We had different drivers for Kenya and Tanzania but both were wonderful and I learned a few words of Swahili. It turns out I would have known a few more words had I seen the movie “The Lion King”. I was the only person on the tour who hadn’t seen that movie and also the only person who hadn’t read or seen “Out of Africa”.
The flora was amazing as well. The fruit and vegetables prepared for us were mouthwatering, and so fresh. The coffee and tea was out of this world. We learned that the typical acacia tree one sees silhouetted in pictures of Africa has actually been pruned by giraffes. There are no giraffes in the Ngorongoro Crater, because they can’t do the climb with their long legs, so the same trees there look different. We learned that there is a symbiotic relationship between the cocktail ants and the whistling acacia tree. It was demonstrated by one of our drivers, Augustine, and he was bitten doing the demo for us. Although both my husband and I were prepared to be eaten alive by mosquitoes and had our malaria shots, that didn’t happen and the mosquitoes there really weren’t bad except for when we drove through some very moist land.
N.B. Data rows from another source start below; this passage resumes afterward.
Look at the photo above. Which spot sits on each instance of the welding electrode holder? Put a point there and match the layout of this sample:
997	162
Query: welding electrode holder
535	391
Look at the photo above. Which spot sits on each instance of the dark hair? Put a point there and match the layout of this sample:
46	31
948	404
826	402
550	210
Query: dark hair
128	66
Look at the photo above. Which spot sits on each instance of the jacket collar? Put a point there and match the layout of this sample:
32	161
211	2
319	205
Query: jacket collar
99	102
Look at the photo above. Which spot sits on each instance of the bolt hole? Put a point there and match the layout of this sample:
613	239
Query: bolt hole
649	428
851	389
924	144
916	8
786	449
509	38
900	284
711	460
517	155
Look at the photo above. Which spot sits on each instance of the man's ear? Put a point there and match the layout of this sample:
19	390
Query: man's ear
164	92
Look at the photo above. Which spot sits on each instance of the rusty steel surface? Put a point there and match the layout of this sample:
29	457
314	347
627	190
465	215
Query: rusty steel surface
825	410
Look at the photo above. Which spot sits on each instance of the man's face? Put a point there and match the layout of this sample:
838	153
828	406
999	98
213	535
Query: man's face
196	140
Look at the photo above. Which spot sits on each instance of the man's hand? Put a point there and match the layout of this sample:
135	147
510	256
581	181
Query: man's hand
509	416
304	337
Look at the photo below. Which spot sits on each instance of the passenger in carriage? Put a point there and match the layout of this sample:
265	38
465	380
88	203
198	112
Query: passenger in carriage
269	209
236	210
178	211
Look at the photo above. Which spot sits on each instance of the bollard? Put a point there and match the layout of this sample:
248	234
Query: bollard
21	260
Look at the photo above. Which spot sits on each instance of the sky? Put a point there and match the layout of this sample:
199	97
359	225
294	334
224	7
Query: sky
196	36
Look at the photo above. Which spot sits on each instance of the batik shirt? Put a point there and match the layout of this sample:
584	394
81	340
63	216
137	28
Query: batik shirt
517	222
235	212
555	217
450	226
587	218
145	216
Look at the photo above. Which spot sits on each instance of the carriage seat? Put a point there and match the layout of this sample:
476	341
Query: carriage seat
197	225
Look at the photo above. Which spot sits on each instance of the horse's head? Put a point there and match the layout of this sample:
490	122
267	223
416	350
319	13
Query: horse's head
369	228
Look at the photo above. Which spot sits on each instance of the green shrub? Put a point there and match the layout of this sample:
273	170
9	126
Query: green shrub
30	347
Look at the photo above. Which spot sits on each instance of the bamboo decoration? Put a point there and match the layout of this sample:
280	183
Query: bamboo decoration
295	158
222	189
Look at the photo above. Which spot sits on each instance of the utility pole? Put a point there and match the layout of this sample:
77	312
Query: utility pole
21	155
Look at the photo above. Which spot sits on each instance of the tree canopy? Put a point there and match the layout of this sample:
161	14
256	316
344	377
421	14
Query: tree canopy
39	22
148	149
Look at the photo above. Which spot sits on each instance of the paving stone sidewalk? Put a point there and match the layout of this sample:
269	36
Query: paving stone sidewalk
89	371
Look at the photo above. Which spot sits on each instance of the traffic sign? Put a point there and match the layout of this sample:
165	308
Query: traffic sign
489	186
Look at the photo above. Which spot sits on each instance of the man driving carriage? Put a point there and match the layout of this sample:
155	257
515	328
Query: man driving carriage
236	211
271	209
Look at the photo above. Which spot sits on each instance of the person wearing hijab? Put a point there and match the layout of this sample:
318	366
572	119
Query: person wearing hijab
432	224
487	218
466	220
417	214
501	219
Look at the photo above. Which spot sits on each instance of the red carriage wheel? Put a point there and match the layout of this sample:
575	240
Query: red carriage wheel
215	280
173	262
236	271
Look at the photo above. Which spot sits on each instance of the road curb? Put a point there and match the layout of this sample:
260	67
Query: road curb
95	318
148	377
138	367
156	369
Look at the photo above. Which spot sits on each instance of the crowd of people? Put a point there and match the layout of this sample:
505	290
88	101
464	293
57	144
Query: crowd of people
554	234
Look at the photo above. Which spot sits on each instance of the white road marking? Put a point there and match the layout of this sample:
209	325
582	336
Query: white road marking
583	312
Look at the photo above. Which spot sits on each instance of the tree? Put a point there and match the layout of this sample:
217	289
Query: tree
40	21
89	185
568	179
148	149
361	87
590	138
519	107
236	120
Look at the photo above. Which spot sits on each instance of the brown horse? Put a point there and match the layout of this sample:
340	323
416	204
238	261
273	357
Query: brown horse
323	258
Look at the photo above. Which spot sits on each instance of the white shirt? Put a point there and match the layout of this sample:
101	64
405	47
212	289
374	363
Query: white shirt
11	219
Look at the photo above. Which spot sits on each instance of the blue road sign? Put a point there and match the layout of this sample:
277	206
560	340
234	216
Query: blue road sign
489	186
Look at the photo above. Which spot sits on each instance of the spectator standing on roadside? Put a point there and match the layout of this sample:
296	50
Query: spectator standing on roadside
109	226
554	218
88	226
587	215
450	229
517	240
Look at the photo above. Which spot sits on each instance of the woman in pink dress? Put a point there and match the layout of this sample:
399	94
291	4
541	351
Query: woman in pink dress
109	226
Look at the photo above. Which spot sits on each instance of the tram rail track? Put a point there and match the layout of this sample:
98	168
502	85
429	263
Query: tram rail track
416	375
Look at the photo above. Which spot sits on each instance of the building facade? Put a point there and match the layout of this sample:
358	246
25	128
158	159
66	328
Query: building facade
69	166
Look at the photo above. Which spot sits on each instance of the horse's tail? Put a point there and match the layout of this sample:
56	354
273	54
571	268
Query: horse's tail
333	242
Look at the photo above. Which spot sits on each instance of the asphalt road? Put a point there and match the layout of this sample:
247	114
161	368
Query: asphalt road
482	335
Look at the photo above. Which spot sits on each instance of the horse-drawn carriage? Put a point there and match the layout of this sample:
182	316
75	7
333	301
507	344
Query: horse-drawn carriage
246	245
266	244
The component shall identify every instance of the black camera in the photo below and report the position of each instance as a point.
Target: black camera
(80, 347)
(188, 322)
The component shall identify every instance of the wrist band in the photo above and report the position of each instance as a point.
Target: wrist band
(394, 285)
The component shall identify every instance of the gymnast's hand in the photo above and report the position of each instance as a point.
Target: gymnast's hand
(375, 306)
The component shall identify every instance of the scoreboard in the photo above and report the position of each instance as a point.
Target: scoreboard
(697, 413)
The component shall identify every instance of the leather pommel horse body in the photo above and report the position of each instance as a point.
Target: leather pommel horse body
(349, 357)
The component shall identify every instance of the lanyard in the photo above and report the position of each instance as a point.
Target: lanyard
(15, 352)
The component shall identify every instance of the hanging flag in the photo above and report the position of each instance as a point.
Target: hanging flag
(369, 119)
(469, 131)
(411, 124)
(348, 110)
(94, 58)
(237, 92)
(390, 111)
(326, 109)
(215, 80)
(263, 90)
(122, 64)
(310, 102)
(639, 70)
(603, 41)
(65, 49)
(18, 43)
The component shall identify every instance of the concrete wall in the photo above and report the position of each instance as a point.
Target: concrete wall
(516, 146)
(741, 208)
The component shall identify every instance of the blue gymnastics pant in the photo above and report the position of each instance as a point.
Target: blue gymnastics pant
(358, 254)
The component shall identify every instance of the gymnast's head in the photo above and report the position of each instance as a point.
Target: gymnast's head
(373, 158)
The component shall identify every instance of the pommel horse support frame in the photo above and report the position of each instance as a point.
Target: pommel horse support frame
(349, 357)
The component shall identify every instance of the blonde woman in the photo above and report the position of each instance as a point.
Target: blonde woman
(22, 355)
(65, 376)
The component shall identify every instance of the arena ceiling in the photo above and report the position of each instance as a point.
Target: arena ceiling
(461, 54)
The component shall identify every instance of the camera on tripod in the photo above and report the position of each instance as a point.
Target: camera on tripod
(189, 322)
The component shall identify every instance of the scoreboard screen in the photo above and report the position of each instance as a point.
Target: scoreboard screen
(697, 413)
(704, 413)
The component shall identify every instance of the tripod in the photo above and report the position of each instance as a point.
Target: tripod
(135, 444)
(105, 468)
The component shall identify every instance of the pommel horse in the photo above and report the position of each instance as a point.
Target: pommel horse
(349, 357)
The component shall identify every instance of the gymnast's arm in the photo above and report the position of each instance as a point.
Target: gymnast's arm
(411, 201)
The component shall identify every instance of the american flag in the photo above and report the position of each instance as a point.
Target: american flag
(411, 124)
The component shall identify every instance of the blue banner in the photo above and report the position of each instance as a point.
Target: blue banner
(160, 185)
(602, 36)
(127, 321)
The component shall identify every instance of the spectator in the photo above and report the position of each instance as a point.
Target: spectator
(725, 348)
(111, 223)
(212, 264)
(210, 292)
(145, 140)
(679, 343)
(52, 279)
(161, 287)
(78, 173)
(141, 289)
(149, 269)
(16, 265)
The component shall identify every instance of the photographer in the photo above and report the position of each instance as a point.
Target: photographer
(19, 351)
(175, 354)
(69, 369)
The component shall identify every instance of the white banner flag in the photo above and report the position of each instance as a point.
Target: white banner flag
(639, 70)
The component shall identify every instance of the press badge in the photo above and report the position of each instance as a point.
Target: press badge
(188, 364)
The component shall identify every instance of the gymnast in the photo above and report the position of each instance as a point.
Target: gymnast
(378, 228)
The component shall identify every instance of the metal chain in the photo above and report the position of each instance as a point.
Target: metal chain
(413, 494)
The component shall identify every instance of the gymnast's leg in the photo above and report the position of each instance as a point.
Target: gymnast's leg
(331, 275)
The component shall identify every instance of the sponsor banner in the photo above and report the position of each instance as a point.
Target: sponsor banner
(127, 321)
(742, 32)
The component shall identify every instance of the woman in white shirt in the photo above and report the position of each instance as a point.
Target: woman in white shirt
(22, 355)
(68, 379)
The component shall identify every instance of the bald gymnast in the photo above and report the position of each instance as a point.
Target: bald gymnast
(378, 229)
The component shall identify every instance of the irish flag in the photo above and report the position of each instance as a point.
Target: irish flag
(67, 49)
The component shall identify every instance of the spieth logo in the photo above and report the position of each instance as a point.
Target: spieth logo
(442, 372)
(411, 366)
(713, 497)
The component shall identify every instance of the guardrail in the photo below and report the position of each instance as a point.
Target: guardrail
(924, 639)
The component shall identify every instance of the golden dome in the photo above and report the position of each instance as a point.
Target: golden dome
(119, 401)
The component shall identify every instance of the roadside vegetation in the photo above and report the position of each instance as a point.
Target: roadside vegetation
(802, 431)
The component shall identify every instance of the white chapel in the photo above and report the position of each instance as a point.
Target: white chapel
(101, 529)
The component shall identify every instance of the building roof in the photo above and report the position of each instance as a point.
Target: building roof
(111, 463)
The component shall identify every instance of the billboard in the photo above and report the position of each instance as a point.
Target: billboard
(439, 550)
I have always been an animal person and love watching animals on TV. Before going to Africa my husband picked up some literature about the countries we were going to visit and the animals we might see. I also did some reading and noted that school supplies might be appreciated. I approached Thierry asking if it would be possible to get some school supplies to a local school. I didn’t want to take any time away from the rest of the group in order to do this and Thierry made this happen for me. He did the research and he was so helpful. Thierry let me know that some clothes would be appreciated and that it would be beneficial to stimulate the local economy by buying some supplies there. As a result, both of us brought some supplies and clothes to leave behind; then, after the safari, he took care of purchasing additional supplies there with monies and then delivering everything to St Lazarus School which is in the Kibera Slum. He shared with me the drawings given to him by kids at that school.
The sight of the Kibera Slum in Nairobi, even from a distance, was disturbing. It was huge. We are so lucky to live here on the North Shore. I’ve come back feeling very privileged for having had this experience and for having learned a bit about the people and animals of Africa. The country is beautiful and the plight of animals and many of the people is heartbreaking.
As you can tell, the trip with Thierry was educational and jam packed with different experiences and emotions. It left one heck of an impression and, one year later, much of it is still vivid in my memory. I’d recommend that everyone, if they have the opportunity, visit Africa. I’m hoping to go back and possibly do a Kilimanjaro climb.